La ley, Trujillo, ¿y después?
La ley, Trujillo, ¿y después?
Por Rosario Espinal
Uno de los escollos fundamentales
que enfrenta la construcción de la democracia en la República Dominicana
proviene de la contradicción entre la ley como responsabilidad y la ley
como arbitrariedad. La primera es propia de la democracia, la segunda
del poder autoritario. La ley como arbitrariedad es parte esencial de la
historia dominicana y se afianzó en el siglo XX con la dictadura de
Trujillo.
En aquella
Era, se establecieron formas de dominación arbitraria que definieron la
concepción del Estado y la forma de inserción de los sujetos sociales
en la comunidad política. El
dictador se apoderó del sentido nacionalista que se había gestado en
casi un siglo de post independencia, sin solidificarse como poder
democrático y comunidad de destino. Trujillo interpeló a la nación para que apoyara su proyecto político, pero excluyó al pueblo de la participación. En
la discursiva trujillista, el espacio público permitido a la población
era el trabajo, y le correspondía al Estado, entiéndase Trujillo,
dirigir y enseñar la sociedad a ser productiva y encontrar el progreso. Se
interpeló a la nación en términos de los valores familiares, la
educación cívica y la obediencia, mientras todas las instancias de lo
personal y lo público giraban en torno al logro de una supuesta
disciplina social que guiaría la nación a la civilización. Como resultado, la formación de identidades políticas se produjo fundamentalmente como "masa silente". La
población se insertó a la sociedad a través del trabajo y la
disciplina, sin la posibilidad de reclamar o reivindicar derechos. La ciudadanía no se construyó como una comunidad de deberes y prerrogativas, tal cual ocurrió en las democracias desarrolladas. Tampoco
como pueblo movilizado, como en el nacionalismo populista de los países
latinoamericanos con mayor desarrollo económico. Para
lograr sus propósitos, Trujillo dividió la nación en dos grupos: los
que trabajaban, amaban el orden, la paz y el progreso, y los malavenidos
que no tenían cabida en su sociedad de paz y orden. Estos últimos
morirían, irían a la cárcel o al exilio para que no perturbaran. Así,
el dictador estableció una relación "paternal" con la sociedad
dominicana en dos sentidos: como "padre instructor" que enseñaba al
pueblo ignorante a encontrar el camino del progreso, y como "padre
disciplinario", que castigaba las malas acciones que desviaban de la
meta hacia el bien. Parafraseando a Octavio Paz, la figura del "padre"

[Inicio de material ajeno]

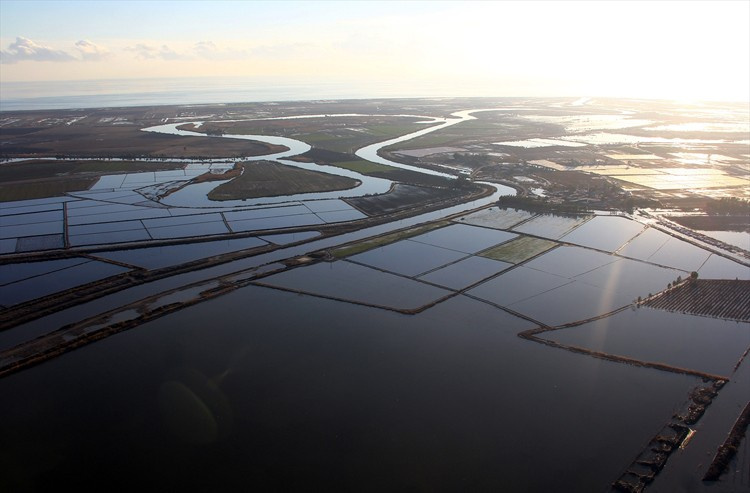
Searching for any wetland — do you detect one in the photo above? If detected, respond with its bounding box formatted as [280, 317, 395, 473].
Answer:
[0, 98, 750, 492]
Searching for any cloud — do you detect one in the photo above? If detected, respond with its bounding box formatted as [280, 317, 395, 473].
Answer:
[192, 41, 247, 60]
[0, 36, 78, 63]
[76, 39, 110, 61]
[125, 43, 190, 60]
[252, 43, 315, 58]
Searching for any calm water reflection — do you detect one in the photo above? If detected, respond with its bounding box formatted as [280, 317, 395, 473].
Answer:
[0, 287, 696, 492]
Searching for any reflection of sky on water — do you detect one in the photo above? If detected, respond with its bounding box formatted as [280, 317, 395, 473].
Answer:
[542, 307, 750, 375]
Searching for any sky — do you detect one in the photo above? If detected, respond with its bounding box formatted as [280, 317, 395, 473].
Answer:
[0, 0, 750, 101]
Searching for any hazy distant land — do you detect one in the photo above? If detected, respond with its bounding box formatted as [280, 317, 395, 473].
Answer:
[0, 98, 750, 491]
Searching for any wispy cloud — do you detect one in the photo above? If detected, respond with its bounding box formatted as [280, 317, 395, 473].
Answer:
[76, 39, 111, 62]
[252, 43, 315, 58]
[125, 43, 190, 60]
[0, 36, 78, 63]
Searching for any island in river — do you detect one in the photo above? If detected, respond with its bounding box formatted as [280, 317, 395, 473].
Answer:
[0, 98, 750, 491]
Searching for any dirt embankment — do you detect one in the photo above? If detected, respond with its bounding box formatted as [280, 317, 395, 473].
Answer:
[208, 161, 360, 200]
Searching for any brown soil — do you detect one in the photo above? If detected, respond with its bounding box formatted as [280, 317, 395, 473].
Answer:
[208, 161, 359, 200]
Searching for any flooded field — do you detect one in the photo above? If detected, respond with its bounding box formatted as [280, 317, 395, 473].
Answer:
[0, 99, 750, 493]
[0, 287, 696, 491]
[544, 308, 750, 375]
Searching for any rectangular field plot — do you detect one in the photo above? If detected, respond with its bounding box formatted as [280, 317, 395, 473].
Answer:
[349, 240, 467, 276]
[617, 228, 672, 260]
[410, 224, 518, 253]
[143, 213, 224, 229]
[648, 237, 711, 272]
[227, 213, 323, 233]
[0, 260, 128, 306]
[259, 231, 320, 245]
[560, 216, 644, 252]
[16, 233, 65, 253]
[524, 246, 618, 278]
[540, 307, 750, 375]
[509, 259, 680, 325]
[224, 204, 310, 222]
[0, 220, 63, 239]
[68, 207, 170, 226]
[147, 221, 230, 239]
[698, 254, 750, 281]
[468, 266, 572, 306]
[68, 221, 145, 236]
[481, 236, 558, 264]
[304, 199, 357, 212]
[316, 209, 367, 223]
[459, 207, 534, 229]
[0, 197, 78, 216]
[68, 228, 151, 246]
[91, 237, 266, 269]
[0, 257, 90, 286]
[508, 281, 616, 326]
[419, 257, 512, 290]
[0, 238, 18, 255]
[513, 214, 591, 240]
[0, 210, 63, 228]
[262, 261, 451, 310]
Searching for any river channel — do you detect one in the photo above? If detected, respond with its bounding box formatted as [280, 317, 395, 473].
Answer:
[0, 112, 748, 493]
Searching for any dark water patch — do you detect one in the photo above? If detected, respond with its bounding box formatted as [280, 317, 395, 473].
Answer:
[0, 287, 695, 493]
[0, 261, 128, 306]
[513, 214, 590, 240]
[260, 261, 451, 310]
[542, 307, 750, 375]
[469, 266, 571, 306]
[0, 257, 90, 286]
[524, 246, 618, 278]
[96, 237, 266, 269]
[227, 213, 324, 233]
[411, 224, 517, 253]
[68, 228, 152, 246]
[0, 218, 63, 238]
[147, 222, 230, 239]
[648, 238, 711, 272]
[419, 257, 513, 290]
[698, 254, 750, 280]
[68, 221, 145, 236]
[617, 228, 672, 260]
[560, 216, 643, 252]
[68, 207, 169, 225]
[0, 210, 63, 228]
[16, 234, 65, 253]
[350, 240, 468, 276]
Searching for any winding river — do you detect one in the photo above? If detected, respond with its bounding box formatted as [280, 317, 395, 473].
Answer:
[143, 109, 512, 207]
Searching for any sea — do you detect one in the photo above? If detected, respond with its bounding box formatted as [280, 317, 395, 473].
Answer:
[0, 77, 493, 112]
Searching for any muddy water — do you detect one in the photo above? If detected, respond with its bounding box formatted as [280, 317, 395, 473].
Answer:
[0, 286, 696, 492]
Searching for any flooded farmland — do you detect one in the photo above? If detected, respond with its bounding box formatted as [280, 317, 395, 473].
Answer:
[0, 97, 750, 492]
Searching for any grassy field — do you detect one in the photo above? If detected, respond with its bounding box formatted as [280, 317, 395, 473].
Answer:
[332, 221, 450, 258]
[208, 161, 359, 200]
[0, 125, 283, 159]
[0, 159, 185, 202]
[479, 236, 557, 264]
[209, 116, 432, 154]
[0, 177, 98, 202]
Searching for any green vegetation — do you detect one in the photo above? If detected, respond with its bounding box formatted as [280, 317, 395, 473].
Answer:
[706, 197, 750, 216]
[332, 221, 450, 259]
[0, 159, 185, 202]
[497, 195, 589, 214]
[0, 159, 185, 183]
[0, 178, 98, 202]
[479, 236, 557, 264]
[208, 161, 359, 200]
[331, 159, 398, 175]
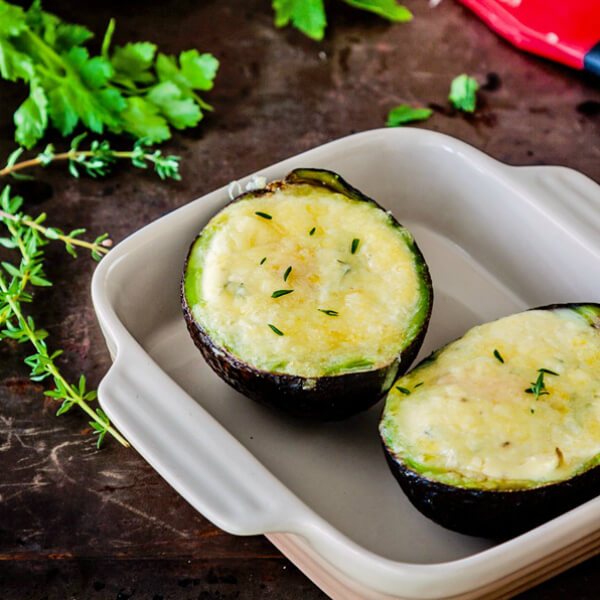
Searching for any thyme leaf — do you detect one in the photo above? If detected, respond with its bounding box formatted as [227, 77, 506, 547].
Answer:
[271, 290, 294, 298]
[267, 323, 284, 335]
[317, 308, 340, 317]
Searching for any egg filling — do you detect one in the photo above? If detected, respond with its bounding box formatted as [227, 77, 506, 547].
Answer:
[184, 183, 430, 377]
[380, 308, 600, 489]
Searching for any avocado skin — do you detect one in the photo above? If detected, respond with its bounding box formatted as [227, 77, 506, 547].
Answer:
[383, 444, 600, 540]
[180, 169, 433, 421]
[382, 302, 600, 540]
[182, 294, 426, 421]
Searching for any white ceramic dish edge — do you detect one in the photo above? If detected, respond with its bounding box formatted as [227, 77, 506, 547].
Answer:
[92, 129, 600, 599]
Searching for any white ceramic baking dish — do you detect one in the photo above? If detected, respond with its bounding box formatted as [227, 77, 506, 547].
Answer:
[92, 128, 600, 600]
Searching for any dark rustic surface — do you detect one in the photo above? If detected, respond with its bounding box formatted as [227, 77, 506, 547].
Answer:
[0, 0, 600, 600]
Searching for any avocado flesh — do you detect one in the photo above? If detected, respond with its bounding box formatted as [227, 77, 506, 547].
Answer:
[182, 169, 432, 419]
[380, 304, 600, 536]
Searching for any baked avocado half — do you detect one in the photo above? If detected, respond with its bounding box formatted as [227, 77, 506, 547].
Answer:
[380, 303, 600, 537]
[181, 169, 433, 420]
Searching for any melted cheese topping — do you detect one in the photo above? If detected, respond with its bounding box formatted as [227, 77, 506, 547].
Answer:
[381, 309, 600, 487]
[185, 184, 429, 377]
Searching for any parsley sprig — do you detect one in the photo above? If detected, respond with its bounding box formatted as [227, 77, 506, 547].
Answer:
[0, 0, 219, 148]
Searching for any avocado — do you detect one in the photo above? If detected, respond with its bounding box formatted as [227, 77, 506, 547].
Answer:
[379, 303, 600, 538]
[181, 169, 433, 420]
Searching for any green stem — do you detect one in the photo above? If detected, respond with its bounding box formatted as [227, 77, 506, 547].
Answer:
[0, 150, 164, 177]
[0, 275, 129, 447]
[0, 210, 109, 258]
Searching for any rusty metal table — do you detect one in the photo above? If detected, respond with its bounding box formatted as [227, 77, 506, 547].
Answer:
[0, 0, 600, 600]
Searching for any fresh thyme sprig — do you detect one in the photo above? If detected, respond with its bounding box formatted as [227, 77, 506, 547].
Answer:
[0, 133, 180, 180]
[0, 135, 179, 447]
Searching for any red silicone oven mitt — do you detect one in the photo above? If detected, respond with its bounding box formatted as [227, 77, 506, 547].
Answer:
[460, 0, 600, 75]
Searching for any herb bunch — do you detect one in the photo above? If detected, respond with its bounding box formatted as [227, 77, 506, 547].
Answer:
[0, 136, 179, 447]
[0, 0, 219, 149]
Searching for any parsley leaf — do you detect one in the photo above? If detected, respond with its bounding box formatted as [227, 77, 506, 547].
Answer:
[121, 97, 171, 142]
[272, 0, 412, 41]
[146, 81, 202, 129]
[273, 0, 327, 41]
[111, 42, 156, 83]
[14, 79, 48, 148]
[344, 0, 412, 23]
[448, 73, 479, 112]
[386, 104, 433, 127]
[0, 0, 219, 148]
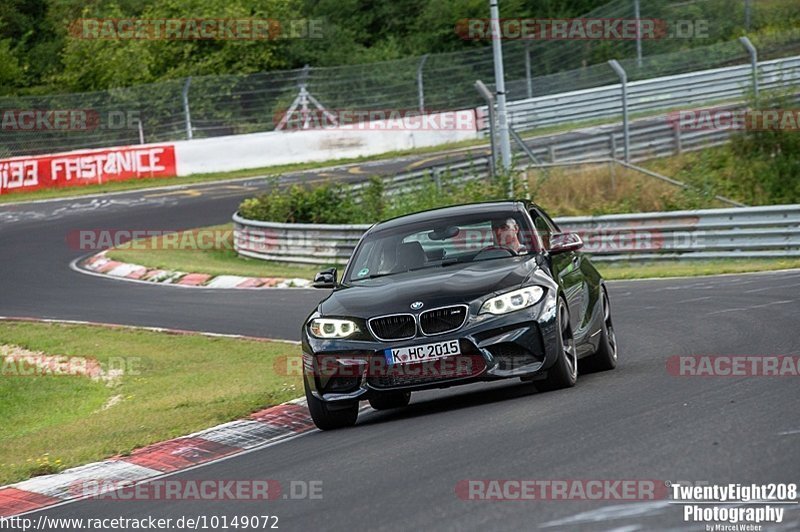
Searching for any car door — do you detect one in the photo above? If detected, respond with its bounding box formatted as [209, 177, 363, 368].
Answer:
[530, 208, 588, 337]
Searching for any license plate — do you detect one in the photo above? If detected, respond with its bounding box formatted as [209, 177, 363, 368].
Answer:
[385, 340, 461, 364]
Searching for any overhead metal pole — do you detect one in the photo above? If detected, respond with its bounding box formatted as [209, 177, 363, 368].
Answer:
[744, 0, 750, 31]
[525, 41, 533, 98]
[182, 76, 192, 140]
[489, 0, 513, 175]
[608, 59, 631, 163]
[633, 0, 642, 68]
[739, 37, 758, 103]
[475, 80, 497, 177]
[417, 54, 428, 113]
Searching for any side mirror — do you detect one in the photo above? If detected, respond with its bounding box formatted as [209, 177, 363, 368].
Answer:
[312, 268, 336, 288]
[549, 233, 583, 255]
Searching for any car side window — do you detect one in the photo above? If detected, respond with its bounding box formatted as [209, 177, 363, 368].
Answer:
[531, 209, 558, 249]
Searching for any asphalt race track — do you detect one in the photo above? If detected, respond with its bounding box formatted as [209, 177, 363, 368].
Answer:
[0, 164, 800, 531]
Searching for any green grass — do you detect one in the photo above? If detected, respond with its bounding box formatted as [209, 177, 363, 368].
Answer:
[0, 322, 302, 485]
[594, 258, 800, 280]
[107, 224, 321, 279]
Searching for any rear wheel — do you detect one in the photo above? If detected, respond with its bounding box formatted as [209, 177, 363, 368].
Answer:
[369, 392, 411, 410]
[303, 378, 358, 430]
[536, 298, 578, 391]
[584, 288, 617, 371]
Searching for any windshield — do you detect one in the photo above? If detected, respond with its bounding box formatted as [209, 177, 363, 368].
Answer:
[347, 210, 541, 282]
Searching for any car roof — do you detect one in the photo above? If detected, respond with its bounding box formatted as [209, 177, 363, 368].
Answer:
[370, 200, 534, 231]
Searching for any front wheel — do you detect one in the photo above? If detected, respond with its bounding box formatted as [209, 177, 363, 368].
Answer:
[369, 392, 411, 410]
[536, 298, 578, 391]
[303, 378, 358, 430]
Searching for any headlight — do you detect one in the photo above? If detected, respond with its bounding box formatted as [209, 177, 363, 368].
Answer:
[309, 318, 358, 338]
[479, 286, 544, 314]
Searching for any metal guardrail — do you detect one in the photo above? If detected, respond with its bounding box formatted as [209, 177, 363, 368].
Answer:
[478, 56, 800, 131]
[233, 205, 800, 264]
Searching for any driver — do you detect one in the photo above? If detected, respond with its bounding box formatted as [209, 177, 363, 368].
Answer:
[492, 218, 527, 254]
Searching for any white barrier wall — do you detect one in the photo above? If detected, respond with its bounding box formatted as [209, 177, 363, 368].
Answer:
[174, 109, 479, 176]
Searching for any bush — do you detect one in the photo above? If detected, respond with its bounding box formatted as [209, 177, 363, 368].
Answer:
[239, 168, 523, 224]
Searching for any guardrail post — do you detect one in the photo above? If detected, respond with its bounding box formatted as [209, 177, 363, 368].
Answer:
[608, 59, 631, 163]
[744, 0, 750, 31]
[633, 0, 642, 68]
[181, 76, 192, 140]
[417, 54, 429, 113]
[739, 37, 758, 103]
[475, 80, 497, 178]
[489, 0, 514, 177]
[432, 166, 442, 192]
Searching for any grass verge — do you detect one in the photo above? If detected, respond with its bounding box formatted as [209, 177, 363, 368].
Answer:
[106, 224, 321, 279]
[108, 225, 800, 280]
[0, 322, 302, 485]
[0, 101, 744, 204]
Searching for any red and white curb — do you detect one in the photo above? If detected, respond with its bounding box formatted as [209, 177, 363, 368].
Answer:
[72, 251, 311, 289]
[0, 317, 362, 517]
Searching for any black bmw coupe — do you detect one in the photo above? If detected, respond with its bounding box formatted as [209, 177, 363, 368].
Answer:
[302, 201, 617, 430]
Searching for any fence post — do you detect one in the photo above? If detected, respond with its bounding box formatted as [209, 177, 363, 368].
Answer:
[417, 54, 428, 113]
[608, 59, 631, 163]
[182, 76, 192, 140]
[633, 0, 642, 68]
[525, 41, 533, 98]
[744, 0, 750, 31]
[739, 37, 758, 103]
[475, 80, 497, 177]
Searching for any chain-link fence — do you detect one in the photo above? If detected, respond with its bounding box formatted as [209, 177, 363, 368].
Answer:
[0, 0, 800, 156]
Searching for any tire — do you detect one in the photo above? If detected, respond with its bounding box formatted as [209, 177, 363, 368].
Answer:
[369, 392, 411, 410]
[534, 298, 578, 392]
[303, 378, 358, 430]
[582, 288, 618, 371]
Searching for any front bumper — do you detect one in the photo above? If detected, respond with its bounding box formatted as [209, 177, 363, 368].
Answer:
[303, 291, 560, 402]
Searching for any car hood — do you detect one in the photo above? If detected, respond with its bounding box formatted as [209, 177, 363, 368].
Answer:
[319, 255, 545, 318]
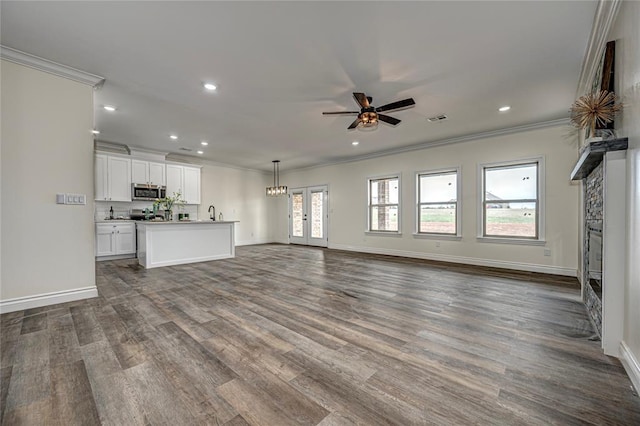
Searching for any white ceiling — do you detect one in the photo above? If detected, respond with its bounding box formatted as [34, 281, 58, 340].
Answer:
[0, 1, 597, 171]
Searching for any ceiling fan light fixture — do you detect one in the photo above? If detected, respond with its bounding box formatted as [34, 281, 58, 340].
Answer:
[358, 111, 378, 128]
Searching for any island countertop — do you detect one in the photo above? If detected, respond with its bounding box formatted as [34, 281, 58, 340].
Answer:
[136, 220, 237, 268]
[136, 220, 239, 225]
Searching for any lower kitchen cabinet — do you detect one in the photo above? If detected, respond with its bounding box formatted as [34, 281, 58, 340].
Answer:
[96, 222, 136, 258]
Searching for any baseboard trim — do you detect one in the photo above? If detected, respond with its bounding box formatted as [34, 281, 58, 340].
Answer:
[0, 286, 98, 314]
[329, 243, 578, 277]
[620, 341, 640, 392]
[236, 238, 271, 247]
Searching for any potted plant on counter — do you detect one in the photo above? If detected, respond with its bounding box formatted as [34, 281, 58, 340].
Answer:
[153, 191, 186, 220]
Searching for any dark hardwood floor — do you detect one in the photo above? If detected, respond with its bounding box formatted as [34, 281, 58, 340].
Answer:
[0, 245, 640, 426]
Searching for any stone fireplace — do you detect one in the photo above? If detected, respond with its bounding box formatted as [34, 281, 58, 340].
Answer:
[571, 138, 627, 356]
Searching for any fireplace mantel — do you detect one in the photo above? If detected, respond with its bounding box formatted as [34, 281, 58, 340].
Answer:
[571, 138, 629, 180]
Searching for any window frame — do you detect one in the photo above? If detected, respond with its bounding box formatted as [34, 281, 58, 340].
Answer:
[413, 166, 462, 240]
[476, 156, 546, 245]
[365, 173, 402, 236]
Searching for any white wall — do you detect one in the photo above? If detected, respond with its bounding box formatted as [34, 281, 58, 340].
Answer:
[608, 1, 640, 388]
[276, 126, 580, 276]
[198, 163, 273, 245]
[0, 60, 97, 311]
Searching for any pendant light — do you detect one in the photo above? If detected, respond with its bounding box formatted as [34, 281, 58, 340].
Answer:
[267, 160, 287, 197]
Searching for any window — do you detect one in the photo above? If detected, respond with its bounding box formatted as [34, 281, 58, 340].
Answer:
[417, 169, 460, 236]
[481, 159, 542, 240]
[368, 176, 400, 233]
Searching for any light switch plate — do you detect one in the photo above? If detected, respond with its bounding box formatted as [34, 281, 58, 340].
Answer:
[56, 194, 87, 205]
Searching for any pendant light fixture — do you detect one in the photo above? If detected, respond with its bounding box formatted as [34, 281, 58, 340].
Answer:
[267, 160, 287, 197]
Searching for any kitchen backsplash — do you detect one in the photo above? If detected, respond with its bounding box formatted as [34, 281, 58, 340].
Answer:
[95, 201, 198, 220]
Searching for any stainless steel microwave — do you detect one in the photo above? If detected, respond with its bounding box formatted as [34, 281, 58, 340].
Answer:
[131, 183, 167, 201]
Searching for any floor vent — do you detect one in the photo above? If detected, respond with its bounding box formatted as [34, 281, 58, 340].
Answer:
[427, 114, 449, 123]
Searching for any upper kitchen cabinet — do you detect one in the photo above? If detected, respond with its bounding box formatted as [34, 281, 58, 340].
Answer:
[131, 160, 166, 186]
[167, 164, 200, 204]
[95, 154, 131, 201]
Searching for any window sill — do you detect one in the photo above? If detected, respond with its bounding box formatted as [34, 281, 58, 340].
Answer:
[413, 232, 462, 241]
[476, 237, 547, 246]
[364, 231, 402, 237]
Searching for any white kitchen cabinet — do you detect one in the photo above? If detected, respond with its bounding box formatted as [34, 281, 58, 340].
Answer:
[95, 154, 131, 201]
[131, 160, 165, 186]
[96, 222, 136, 257]
[167, 164, 200, 204]
[183, 166, 200, 204]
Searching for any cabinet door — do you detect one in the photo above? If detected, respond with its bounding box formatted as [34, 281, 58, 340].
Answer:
[167, 164, 184, 196]
[115, 223, 136, 254]
[108, 157, 131, 201]
[131, 160, 149, 183]
[96, 225, 116, 256]
[149, 162, 165, 185]
[94, 155, 108, 201]
[183, 167, 200, 204]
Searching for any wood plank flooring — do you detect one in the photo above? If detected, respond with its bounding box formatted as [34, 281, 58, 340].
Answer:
[0, 244, 640, 426]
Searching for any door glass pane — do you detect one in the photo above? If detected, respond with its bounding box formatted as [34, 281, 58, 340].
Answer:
[311, 191, 324, 238]
[291, 193, 304, 237]
[485, 202, 537, 238]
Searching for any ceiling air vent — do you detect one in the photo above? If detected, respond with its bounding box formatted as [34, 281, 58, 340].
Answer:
[427, 114, 449, 123]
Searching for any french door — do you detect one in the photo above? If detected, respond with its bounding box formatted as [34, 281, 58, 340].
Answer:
[289, 185, 329, 247]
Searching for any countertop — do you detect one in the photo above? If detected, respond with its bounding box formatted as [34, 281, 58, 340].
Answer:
[135, 220, 238, 225]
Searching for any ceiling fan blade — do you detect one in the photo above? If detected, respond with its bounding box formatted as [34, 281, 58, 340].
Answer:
[378, 114, 402, 126]
[322, 111, 360, 115]
[376, 98, 416, 112]
[353, 93, 370, 108]
[347, 117, 362, 130]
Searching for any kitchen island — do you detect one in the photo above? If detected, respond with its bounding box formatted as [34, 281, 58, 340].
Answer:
[136, 221, 236, 269]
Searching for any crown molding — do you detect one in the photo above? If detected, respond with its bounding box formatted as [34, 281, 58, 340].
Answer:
[576, 0, 622, 98]
[0, 45, 104, 87]
[284, 118, 570, 174]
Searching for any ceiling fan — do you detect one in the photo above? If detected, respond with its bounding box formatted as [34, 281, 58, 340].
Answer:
[322, 93, 416, 130]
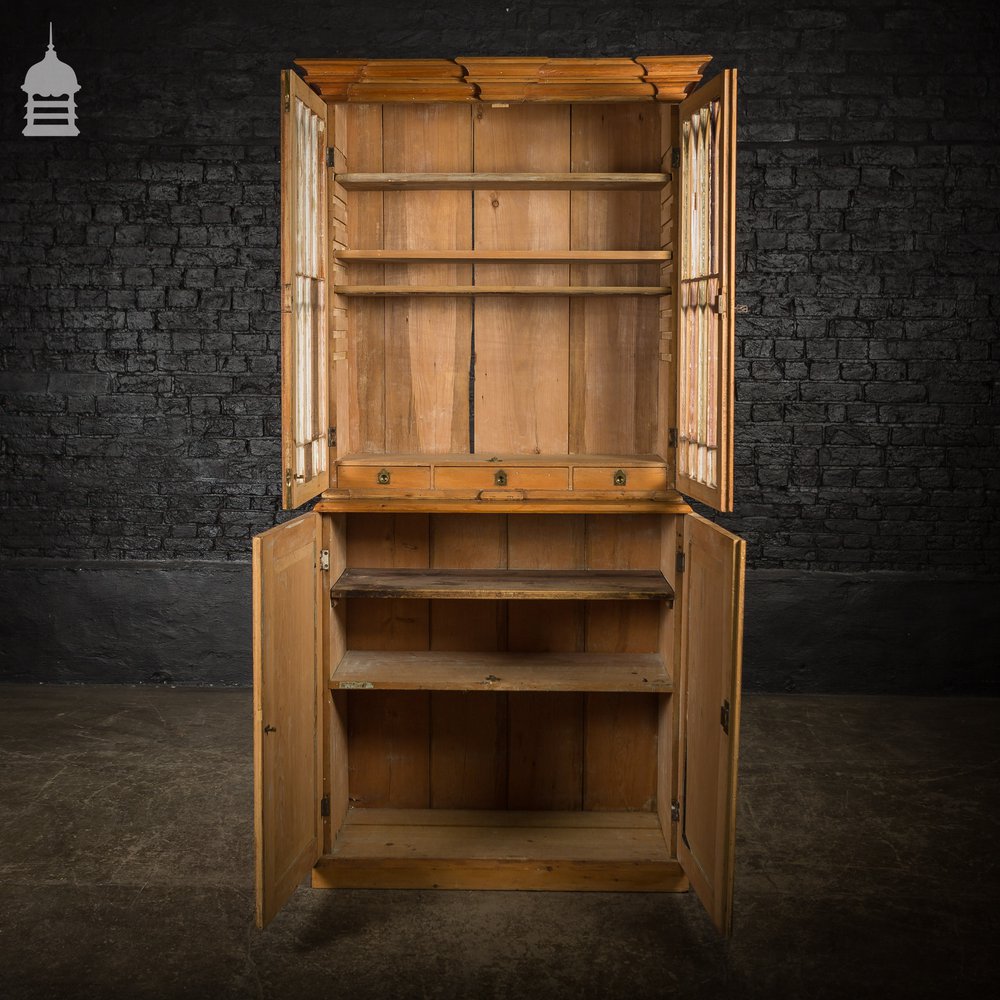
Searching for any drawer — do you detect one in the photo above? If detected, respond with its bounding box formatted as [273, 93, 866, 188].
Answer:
[434, 465, 569, 490]
[337, 465, 431, 490]
[573, 465, 667, 490]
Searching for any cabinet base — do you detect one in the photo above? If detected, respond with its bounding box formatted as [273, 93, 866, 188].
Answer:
[312, 809, 688, 892]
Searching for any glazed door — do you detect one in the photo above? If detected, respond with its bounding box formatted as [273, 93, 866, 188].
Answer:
[677, 514, 746, 934]
[675, 70, 736, 511]
[281, 70, 330, 510]
[253, 514, 323, 927]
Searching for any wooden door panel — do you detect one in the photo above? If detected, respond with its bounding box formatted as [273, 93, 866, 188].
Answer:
[678, 514, 745, 934]
[253, 514, 323, 927]
[674, 70, 736, 511]
[281, 70, 330, 510]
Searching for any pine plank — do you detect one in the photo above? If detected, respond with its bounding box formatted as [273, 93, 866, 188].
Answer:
[384, 104, 472, 453]
[331, 650, 672, 692]
[331, 567, 673, 601]
[337, 284, 670, 294]
[337, 173, 670, 191]
[569, 105, 665, 453]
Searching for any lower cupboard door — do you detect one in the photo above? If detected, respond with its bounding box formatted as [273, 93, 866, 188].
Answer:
[253, 513, 323, 927]
[678, 514, 746, 935]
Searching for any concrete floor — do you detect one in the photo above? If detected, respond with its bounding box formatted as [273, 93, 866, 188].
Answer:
[0, 686, 1000, 1000]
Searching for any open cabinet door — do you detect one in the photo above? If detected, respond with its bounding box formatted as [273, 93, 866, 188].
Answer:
[253, 514, 323, 927]
[678, 514, 746, 934]
[281, 70, 330, 510]
[675, 69, 736, 511]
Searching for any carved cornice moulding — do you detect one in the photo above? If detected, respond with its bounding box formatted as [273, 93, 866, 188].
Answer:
[295, 55, 712, 103]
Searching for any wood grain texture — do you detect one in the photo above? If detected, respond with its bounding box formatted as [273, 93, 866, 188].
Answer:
[569, 105, 660, 454]
[253, 514, 323, 927]
[382, 105, 472, 452]
[678, 514, 746, 934]
[337, 104, 386, 454]
[474, 106, 570, 454]
[330, 650, 672, 692]
[346, 514, 430, 806]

se bifurcó en la dualidad de patriarca y macho. El patriarca que
protege, es poderoso y sabio; el macho temible, que es fuerte y
terrible. Trujillo apeló
constantemente a la disciplina social en un contexto sociopolítico de
bancarrota económica y luchas de facciones por la apropiación personal
de los recursos del Estado. Llamó
insistentemente a la disciplina y al trabajo para establecer la
capacidad de regulación del Estado como fuente primordial de
enriquecimiento personal. Así,
el objetivo de ampliar la acumulación de riqueza derivó en
contradicción, porque el supuesto enaltecimiento de la ley chocaba
continuamente con la personalización de las relaciones económicas y
políticas. Mientras la
dictadura apelaba al respeto de la ley, el gobierno subordinaba
arbitrariamente a la población. Como resultado, la tensión entre el
culto al amo y el culto a la ley nunca encontró resolución en la
dictadura. Alienados de
la posibilidad ciudadana, el pueblo dominicano se subordinó ante el
terror y la ley devino en deber por arbitrariedad, no por
responsabilidad colectiva. Las consecuencias de ese sistema de hipocresía legal y opresión social persisten todavía. Sin
un dictador omnipotente, la sociedad dominicana ha sido incapaz en el
pos trujillismo de gestar cohesión social en torno a un contrato de
respeto colectivo a la ley, que permita una convivencia más organizada y
solidaria. En vez de un
orden civilizado, basado en el reconocimiento mutuo de derechos y
deberes, prevalece el caos y la ilegalidad en distintas esferas de la
vida pública y privada. Además,
obtener provecho de manera rápida e ilegítima no es ya exclusividad de
un dictador y su cortejo, sino la regla que guía el accionar de un
segmento cada vez mayor de la sociedad. Por
eso, la democracia actual tiene el sello de corrupción, gran
desigualdad y desprecio por la ley, problemas todos agravados en los
últimos años, en parte, por la magnitud del fraude Baninter.